On the surface, the issue in the May 19 referendum appears clear-cut: Should a zoning change that would let developer Lary Mielke demolish the hotel's main building and replace it with a new building be allowed to stand?
But after only a few weeks of campaigning, both sides say that distortions, inaccuracies and legal jargon have obscured the issue to the point where no one is sure whether voters understand what a "yes" or a "no" vote means.
In the volley of charges between the Defenders of the Huntington Hotel, which opposes the project, and the Yes on the Huntington Hotel Committee, which supports it, the definition of a number of words, including "replica," "preserve" and even "hotel," has been debated.
Further complicating the issue is the wording that will appear on the ballot, which both sides say is not only confusing but downright unintelligible.
The ballot, which under state law must follow the exact wording of the original zoning change, states:
"Shall Ordinance No. 6188, an ordinance of the city of Pasadena reclassifying the Huntington Hotel property located generally at the southeast corner of Oak Knoll Avenue and Wentworth Avenue, from RS-2 (Single-Family Residential, 20,000 square feet minimum lot area) and RS-2HD (Single-Family Residential, 20,000 square feet minimum lot area; Hillside Development Overlay District) to PD-15 (Planned Development 15), be adopted?"

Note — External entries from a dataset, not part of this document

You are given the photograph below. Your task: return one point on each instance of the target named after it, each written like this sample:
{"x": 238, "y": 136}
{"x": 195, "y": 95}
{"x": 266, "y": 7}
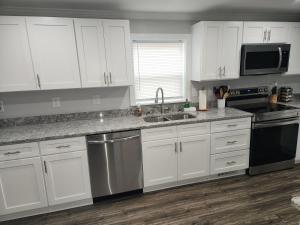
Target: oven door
{"x": 264, "y": 59}
{"x": 273, "y": 141}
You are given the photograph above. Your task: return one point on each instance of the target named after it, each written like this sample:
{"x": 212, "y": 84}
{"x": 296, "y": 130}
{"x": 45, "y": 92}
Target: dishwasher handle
{"x": 114, "y": 140}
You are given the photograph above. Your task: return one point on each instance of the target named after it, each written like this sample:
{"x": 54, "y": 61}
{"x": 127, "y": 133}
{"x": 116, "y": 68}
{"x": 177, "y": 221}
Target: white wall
{"x": 34, "y": 103}
{"x": 39, "y": 102}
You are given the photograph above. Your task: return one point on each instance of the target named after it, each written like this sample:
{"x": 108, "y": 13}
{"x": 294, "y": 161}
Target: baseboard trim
{"x": 193, "y": 181}
{"x": 48, "y": 209}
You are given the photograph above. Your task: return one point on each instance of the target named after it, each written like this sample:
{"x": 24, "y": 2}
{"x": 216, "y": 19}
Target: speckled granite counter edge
{"x": 133, "y": 127}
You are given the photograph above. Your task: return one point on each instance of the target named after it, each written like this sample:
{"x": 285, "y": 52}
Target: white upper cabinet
{"x": 294, "y": 40}
{"x": 21, "y": 185}
{"x": 277, "y": 32}
{"x": 216, "y": 50}
{"x": 211, "y": 52}
{"x": 16, "y": 69}
{"x": 118, "y": 52}
{"x": 254, "y": 32}
{"x": 232, "y": 41}
{"x": 91, "y": 52}
{"x": 265, "y": 32}
{"x": 53, "y": 46}
{"x": 104, "y": 50}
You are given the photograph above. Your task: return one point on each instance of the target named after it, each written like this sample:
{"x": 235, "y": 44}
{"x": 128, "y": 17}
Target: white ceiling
{"x": 170, "y": 6}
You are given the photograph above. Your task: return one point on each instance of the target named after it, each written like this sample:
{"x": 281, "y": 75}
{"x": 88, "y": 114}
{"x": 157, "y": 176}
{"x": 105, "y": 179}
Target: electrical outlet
{"x": 56, "y": 102}
{"x": 1, "y": 106}
{"x": 96, "y": 100}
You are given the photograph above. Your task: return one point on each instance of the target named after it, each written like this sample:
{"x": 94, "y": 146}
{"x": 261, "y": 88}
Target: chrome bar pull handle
{"x": 12, "y": 153}
{"x": 63, "y": 146}
{"x": 269, "y": 35}
{"x": 265, "y": 35}
{"x": 280, "y": 57}
{"x": 39, "y": 81}
{"x": 110, "y": 77}
{"x": 104, "y": 75}
{"x": 45, "y": 166}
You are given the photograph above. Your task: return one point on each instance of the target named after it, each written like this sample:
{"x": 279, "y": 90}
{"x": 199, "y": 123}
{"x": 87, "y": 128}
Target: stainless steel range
{"x": 274, "y": 129}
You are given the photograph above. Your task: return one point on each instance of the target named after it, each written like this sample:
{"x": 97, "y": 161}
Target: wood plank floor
{"x": 258, "y": 200}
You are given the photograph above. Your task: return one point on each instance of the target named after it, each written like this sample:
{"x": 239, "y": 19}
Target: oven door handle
{"x": 276, "y": 123}
{"x": 280, "y": 58}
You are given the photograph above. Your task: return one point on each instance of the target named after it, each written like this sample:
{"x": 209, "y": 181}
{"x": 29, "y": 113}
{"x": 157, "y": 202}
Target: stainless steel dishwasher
{"x": 115, "y": 162}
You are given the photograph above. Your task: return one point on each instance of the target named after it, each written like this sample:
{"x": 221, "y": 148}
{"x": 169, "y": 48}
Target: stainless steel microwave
{"x": 261, "y": 59}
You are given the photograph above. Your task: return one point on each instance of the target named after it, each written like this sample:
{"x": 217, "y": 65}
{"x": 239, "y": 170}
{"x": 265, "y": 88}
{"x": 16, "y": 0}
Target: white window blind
{"x": 159, "y": 64}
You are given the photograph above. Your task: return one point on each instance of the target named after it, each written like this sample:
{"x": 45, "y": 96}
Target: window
{"x": 159, "y": 64}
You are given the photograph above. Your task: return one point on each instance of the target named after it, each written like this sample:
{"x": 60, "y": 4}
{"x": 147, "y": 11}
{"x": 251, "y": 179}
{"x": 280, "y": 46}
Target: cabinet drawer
{"x": 63, "y": 145}
{"x": 159, "y": 133}
{"x": 230, "y": 161}
{"x": 234, "y": 124}
{"x": 19, "y": 151}
{"x": 193, "y": 129}
{"x": 230, "y": 141}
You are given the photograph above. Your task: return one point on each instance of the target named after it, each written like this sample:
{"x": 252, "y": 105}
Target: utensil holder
{"x": 221, "y": 103}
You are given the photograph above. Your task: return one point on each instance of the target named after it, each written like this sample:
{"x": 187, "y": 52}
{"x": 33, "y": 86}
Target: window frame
{"x": 186, "y": 40}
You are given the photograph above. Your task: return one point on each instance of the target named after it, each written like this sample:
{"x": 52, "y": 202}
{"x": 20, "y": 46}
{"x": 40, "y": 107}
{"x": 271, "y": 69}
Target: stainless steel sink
{"x": 170, "y": 117}
{"x": 155, "y": 119}
{"x": 180, "y": 116}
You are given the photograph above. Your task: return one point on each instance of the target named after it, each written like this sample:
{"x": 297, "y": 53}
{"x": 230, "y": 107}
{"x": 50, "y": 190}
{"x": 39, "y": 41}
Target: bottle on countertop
{"x": 273, "y": 97}
{"x": 186, "y": 104}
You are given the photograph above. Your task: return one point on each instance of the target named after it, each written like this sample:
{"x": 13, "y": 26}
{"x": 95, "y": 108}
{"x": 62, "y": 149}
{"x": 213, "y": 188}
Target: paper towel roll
{"x": 202, "y": 100}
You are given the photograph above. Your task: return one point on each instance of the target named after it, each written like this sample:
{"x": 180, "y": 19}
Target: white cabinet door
{"x": 118, "y": 52}
{"x": 212, "y": 51}
{"x": 294, "y": 40}
{"x": 21, "y": 185}
{"x": 91, "y": 52}
{"x": 160, "y": 162}
{"x": 194, "y": 157}
{"x": 231, "y": 50}
{"x": 67, "y": 177}
{"x": 277, "y": 32}
{"x": 16, "y": 69}
{"x": 254, "y": 32}
{"x": 52, "y": 41}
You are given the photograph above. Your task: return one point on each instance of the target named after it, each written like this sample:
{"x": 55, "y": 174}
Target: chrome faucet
{"x": 162, "y": 99}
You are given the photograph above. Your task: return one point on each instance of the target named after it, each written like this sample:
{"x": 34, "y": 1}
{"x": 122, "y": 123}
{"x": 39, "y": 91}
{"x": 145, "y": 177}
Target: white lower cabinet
{"x": 193, "y": 160}
{"x": 66, "y": 177}
{"x": 160, "y": 162}
{"x": 230, "y": 161}
{"x": 180, "y": 154}
{"x": 175, "y": 159}
{"x": 21, "y": 185}
{"x": 59, "y": 175}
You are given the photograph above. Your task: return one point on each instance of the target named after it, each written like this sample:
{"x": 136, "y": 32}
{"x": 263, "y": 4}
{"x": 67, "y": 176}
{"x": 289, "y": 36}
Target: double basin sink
{"x": 168, "y": 117}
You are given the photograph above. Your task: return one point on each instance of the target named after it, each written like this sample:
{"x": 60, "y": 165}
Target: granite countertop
{"x": 75, "y": 128}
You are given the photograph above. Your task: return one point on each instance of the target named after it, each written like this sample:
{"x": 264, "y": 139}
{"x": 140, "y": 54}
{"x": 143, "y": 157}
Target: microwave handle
{"x": 280, "y": 57}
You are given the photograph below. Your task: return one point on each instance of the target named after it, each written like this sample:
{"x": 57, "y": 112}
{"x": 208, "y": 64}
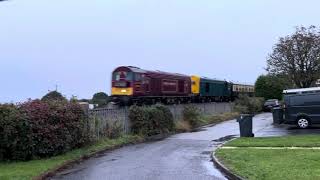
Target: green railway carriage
{"x": 211, "y": 89}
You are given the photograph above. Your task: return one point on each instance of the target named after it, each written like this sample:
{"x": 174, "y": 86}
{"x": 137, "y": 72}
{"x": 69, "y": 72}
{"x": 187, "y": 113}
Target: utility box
{"x": 277, "y": 115}
{"x": 245, "y": 124}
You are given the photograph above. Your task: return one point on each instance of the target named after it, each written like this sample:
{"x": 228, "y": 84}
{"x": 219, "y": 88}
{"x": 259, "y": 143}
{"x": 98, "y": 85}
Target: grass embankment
{"x": 34, "y": 168}
{"x": 273, "y": 163}
{"x": 184, "y": 126}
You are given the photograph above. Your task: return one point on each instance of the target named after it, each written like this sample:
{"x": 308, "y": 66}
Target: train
{"x": 133, "y": 85}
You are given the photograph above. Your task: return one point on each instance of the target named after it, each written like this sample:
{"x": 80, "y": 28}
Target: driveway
{"x": 181, "y": 157}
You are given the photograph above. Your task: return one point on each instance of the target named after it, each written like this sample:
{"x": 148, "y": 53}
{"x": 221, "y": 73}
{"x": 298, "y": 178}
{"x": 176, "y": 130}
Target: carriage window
{"x": 207, "y": 87}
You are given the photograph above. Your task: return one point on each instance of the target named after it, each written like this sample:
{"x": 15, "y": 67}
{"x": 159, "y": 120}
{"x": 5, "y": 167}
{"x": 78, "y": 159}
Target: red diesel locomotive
{"x": 132, "y": 85}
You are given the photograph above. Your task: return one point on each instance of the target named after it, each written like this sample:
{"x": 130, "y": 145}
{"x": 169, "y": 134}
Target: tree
{"x": 53, "y": 96}
{"x": 100, "y": 98}
{"x": 297, "y": 56}
{"x": 271, "y": 86}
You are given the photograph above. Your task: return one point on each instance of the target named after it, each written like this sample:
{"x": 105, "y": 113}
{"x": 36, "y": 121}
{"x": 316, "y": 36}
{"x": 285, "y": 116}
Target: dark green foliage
{"x": 249, "y": 105}
{"x": 297, "y": 56}
{"x": 152, "y": 120}
{"x": 271, "y": 86}
{"x": 53, "y": 96}
{"x": 100, "y": 98}
{"x": 41, "y": 129}
{"x": 192, "y": 115}
{"x": 114, "y": 129}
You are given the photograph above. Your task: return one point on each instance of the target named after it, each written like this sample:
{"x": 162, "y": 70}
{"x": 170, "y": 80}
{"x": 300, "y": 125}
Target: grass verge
{"x": 286, "y": 141}
{"x": 205, "y": 120}
{"x": 273, "y": 164}
{"x": 185, "y": 126}
{"x": 31, "y": 169}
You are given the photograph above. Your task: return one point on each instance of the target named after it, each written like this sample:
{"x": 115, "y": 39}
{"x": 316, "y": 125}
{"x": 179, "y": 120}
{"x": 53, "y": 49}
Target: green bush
{"x": 114, "y": 129}
{"x": 151, "y": 120}
{"x": 41, "y": 129}
{"x": 192, "y": 115}
{"x": 15, "y": 131}
{"x": 249, "y": 105}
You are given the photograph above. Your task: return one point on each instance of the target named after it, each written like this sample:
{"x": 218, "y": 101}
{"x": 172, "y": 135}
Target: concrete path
{"x": 181, "y": 157}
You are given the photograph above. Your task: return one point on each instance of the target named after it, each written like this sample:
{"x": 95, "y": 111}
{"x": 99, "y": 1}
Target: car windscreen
{"x": 300, "y": 100}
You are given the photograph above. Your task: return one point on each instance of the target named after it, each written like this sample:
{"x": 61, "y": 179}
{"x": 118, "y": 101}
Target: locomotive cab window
{"x": 137, "y": 77}
{"x": 207, "y": 87}
{"x": 118, "y": 76}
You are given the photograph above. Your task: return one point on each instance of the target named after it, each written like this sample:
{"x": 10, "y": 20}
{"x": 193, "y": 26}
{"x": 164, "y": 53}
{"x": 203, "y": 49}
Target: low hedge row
{"x": 37, "y": 129}
{"x": 152, "y": 120}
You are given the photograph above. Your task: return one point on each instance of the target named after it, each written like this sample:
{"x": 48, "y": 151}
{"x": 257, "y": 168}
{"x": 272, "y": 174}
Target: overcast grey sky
{"x": 76, "y": 43}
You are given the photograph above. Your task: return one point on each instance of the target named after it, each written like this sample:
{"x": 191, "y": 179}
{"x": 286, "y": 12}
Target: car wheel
{"x": 303, "y": 123}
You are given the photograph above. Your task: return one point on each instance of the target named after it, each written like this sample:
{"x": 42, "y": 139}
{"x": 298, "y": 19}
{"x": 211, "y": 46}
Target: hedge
{"x": 37, "y": 129}
{"x": 152, "y": 120}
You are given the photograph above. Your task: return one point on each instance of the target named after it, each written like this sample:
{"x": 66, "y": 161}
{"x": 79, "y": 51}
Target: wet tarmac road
{"x": 181, "y": 157}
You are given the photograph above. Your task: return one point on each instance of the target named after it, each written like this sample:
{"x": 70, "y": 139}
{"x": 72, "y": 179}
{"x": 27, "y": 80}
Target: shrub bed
{"x": 151, "y": 120}
{"x": 37, "y": 129}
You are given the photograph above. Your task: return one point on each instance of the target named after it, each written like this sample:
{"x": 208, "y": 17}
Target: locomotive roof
{"x": 211, "y": 79}
{"x": 139, "y": 70}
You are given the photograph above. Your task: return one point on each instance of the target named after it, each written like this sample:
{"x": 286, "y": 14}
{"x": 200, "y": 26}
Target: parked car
{"x": 302, "y": 107}
{"x": 270, "y": 104}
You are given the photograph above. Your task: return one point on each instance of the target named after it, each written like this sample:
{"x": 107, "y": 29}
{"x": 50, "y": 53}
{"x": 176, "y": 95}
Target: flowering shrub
{"x": 41, "y": 129}
{"x": 15, "y": 131}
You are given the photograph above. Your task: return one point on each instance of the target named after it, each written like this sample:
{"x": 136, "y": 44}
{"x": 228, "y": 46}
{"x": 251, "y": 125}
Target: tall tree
{"x": 297, "y": 56}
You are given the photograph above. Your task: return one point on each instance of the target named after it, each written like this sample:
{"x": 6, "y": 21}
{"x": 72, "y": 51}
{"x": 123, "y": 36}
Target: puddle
{"x": 226, "y": 138}
{"x": 212, "y": 170}
{"x": 206, "y": 152}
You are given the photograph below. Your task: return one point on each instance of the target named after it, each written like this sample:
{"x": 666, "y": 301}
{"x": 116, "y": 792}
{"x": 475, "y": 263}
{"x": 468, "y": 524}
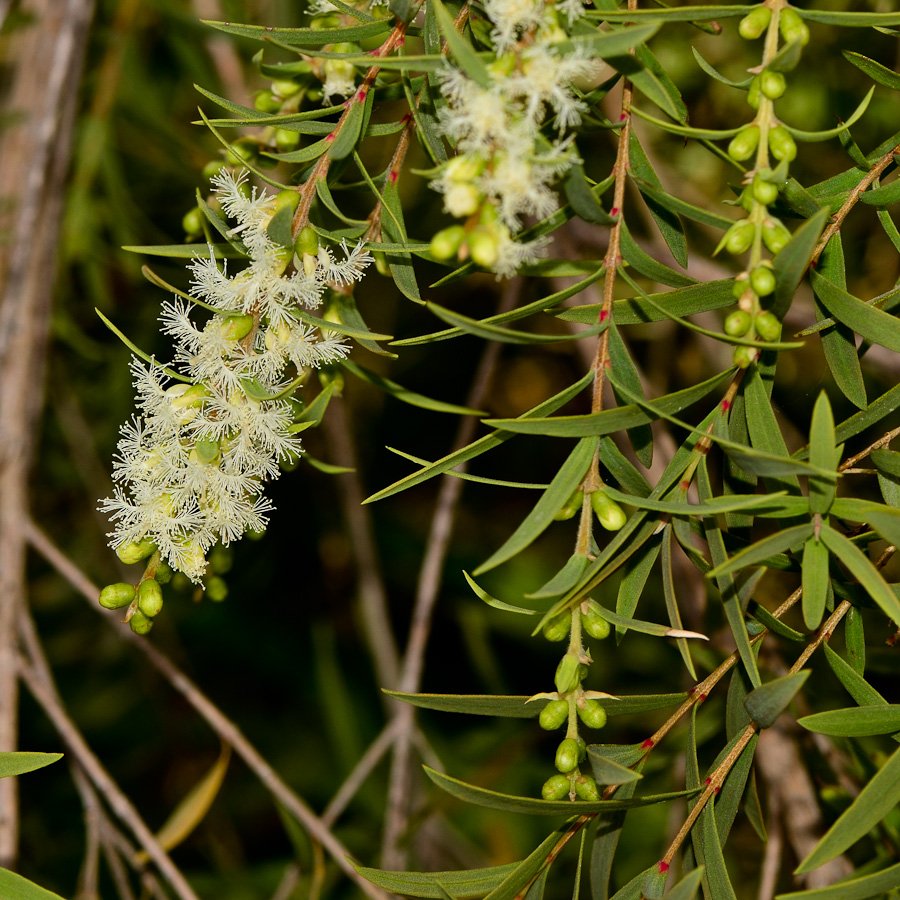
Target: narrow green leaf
{"x": 480, "y": 446}
{"x": 815, "y": 581}
{"x": 15, "y": 887}
{"x": 791, "y": 263}
{"x": 564, "y": 483}
{"x": 873, "y": 803}
{"x": 479, "y": 796}
{"x": 611, "y": 420}
{"x": 855, "y": 721}
{"x": 769, "y": 701}
{"x": 18, "y": 763}
{"x": 863, "y": 570}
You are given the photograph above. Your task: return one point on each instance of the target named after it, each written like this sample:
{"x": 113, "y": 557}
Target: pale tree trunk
{"x": 43, "y": 64}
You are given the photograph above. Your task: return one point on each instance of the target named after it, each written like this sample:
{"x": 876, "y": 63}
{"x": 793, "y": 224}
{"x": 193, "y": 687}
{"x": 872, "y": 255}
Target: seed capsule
{"x": 772, "y": 84}
{"x": 743, "y": 145}
{"x": 135, "y": 551}
{"x": 586, "y": 788}
{"x": 553, "y": 715}
{"x": 767, "y": 326}
{"x": 781, "y": 145}
{"x": 556, "y": 787}
{"x": 762, "y": 279}
{"x": 567, "y": 755}
{"x": 150, "y": 598}
{"x": 557, "y": 629}
{"x": 609, "y": 514}
{"x": 115, "y": 596}
{"x": 755, "y": 23}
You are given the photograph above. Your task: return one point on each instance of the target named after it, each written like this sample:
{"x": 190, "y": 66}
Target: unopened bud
{"x": 115, "y": 596}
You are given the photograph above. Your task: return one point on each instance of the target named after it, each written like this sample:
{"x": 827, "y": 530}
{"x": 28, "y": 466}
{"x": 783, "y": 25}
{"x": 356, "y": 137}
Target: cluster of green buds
{"x": 771, "y": 148}
{"x": 570, "y": 703}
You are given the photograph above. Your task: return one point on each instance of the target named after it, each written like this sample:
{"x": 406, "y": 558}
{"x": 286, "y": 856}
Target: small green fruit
{"x": 738, "y": 323}
{"x": 609, "y": 514}
{"x": 135, "y": 551}
{"x": 767, "y": 326}
{"x": 762, "y": 279}
{"x": 553, "y": 715}
{"x": 139, "y": 623}
{"x": 743, "y": 145}
{"x": 556, "y": 787}
{"x": 557, "y": 629}
{"x": 115, "y": 596}
{"x": 150, "y": 597}
{"x": 772, "y": 84}
{"x": 586, "y": 788}
{"x": 591, "y": 713}
{"x": 755, "y": 23}
{"x": 567, "y": 755}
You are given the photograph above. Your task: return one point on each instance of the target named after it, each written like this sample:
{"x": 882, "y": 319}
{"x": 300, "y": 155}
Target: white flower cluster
{"x": 190, "y": 469}
{"x": 504, "y": 160}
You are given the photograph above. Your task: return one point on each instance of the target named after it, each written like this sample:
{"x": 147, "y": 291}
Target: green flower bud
{"x": 236, "y": 328}
{"x": 192, "y": 222}
{"x": 446, "y": 243}
{"x": 115, "y": 596}
{"x": 553, "y": 715}
{"x": 609, "y": 514}
{"x": 744, "y": 356}
{"x": 265, "y": 101}
{"x": 288, "y": 88}
{"x": 764, "y": 191}
{"x": 556, "y": 787}
{"x": 792, "y": 27}
{"x": 739, "y": 237}
{"x": 772, "y": 84}
{"x": 738, "y": 323}
{"x": 755, "y": 23}
{"x": 573, "y": 505}
{"x": 567, "y": 755}
{"x": 557, "y": 629}
{"x": 483, "y": 246}
{"x": 150, "y": 597}
{"x": 586, "y": 788}
{"x": 286, "y": 141}
{"x": 593, "y": 622}
{"x": 139, "y": 623}
{"x": 163, "y": 572}
{"x": 216, "y": 589}
{"x": 762, "y": 278}
{"x": 306, "y": 242}
{"x": 592, "y": 713}
{"x": 743, "y": 145}
{"x": 781, "y": 145}
{"x": 775, "y": 236}
{"x": 568, "y": 674}
{"x": 767, "y": 326}
{"x": 135, "y": 551}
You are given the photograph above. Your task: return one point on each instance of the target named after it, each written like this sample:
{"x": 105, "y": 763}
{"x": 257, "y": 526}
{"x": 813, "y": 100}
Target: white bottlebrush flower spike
{"x": 191, "y": 468}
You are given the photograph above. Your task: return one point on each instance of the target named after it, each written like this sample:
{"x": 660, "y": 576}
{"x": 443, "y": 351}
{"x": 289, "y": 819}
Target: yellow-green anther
{"x": 115, "y": 596}
{"x": 135, "y": 551}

A "yes" vote would approve the zoning change and allow Mielke to proceed with his project. A "no" vote would overturn the zoning change and stop the project.
"People are very confused," said Ted Coleman, co-chairman of the Yes on the Huntington Hotel Committee.
Mielke said he has been meeting daily with civic groups interested in seeing his 30-minute presentation, which details the $38-million hotel project.
1,000 See Slide Show
Mielke shows "before" and "after" slides and answers questions. He said about 1,000 people have seen the presentation.
The harshest criticism has come from the Defenders of the Huntington Hotel, which recently has taken issue with Mielke's use of the word "preserve."
Mielke has made the word a cornerstone of his campaign, saying that although he intends to tear down the hotel's six-story main building, the remaining 90% of the 20-acre complex, including the adjacent Viennese and Georgian ballrooms, the surrounding bungalows, and the Picture Bridge, would be restored or retained intact.
"I don't know how anyone can say we're not preserving it," he said.
But Kit-Bacon Gressitt, the Defenders' campaign coordinator, contends that Mielke is using the word "preserve" in campaign brochures in an obvious attempt to mislead the public about the scope of his project.
Gressitt said Mielke plans to demolish, not preserve, the main building.
"It's so obvious what they're trying to do," she said. "I'm infuriated."
Gressitt said the problem with the use of the word "preserve" is complicated by differing interpretations of what is meant by the word "hotel."
Gressitt said most people associate the Huntington "hotel" with the six-story main building, which she called the most important historical structure on the site.
"What's worth preserving is exactly what they want to tear down," she said. "I think it is an unfair propaganda campaign."
But Mielke said the word "hotel" should encompass the entire 20-acre site, located in the city's exclusive Oak Knoll neighborhood.
He said most residents associate the hotel with the public areas, including the ballrooms and the gardens, which will be preserved. The main building, he said, may be historically important, but is beyond repair.
He added that the Defenders' fixation on saving the hotel's main building has also misled the public about the entire project.
"They're making it sound like the whole property is going to be taken down," he said. "There is simply a lot of information that is not put on the table."
To make matters worse, the two sides are also at odds on the meaning of the word "replica."
Since he first proposed the hotel project last spring, Mielke has used the word "replica" to describe the 380-room structure that would replace the original 80-year-old main building.
The original building was closed in October, 1985, after engineering studies showed that it did not have the structural strength to withstand a major earthquake.
Webster's New World Dictionary of the American Language defines a "replica" as a "very close reproduction or copy."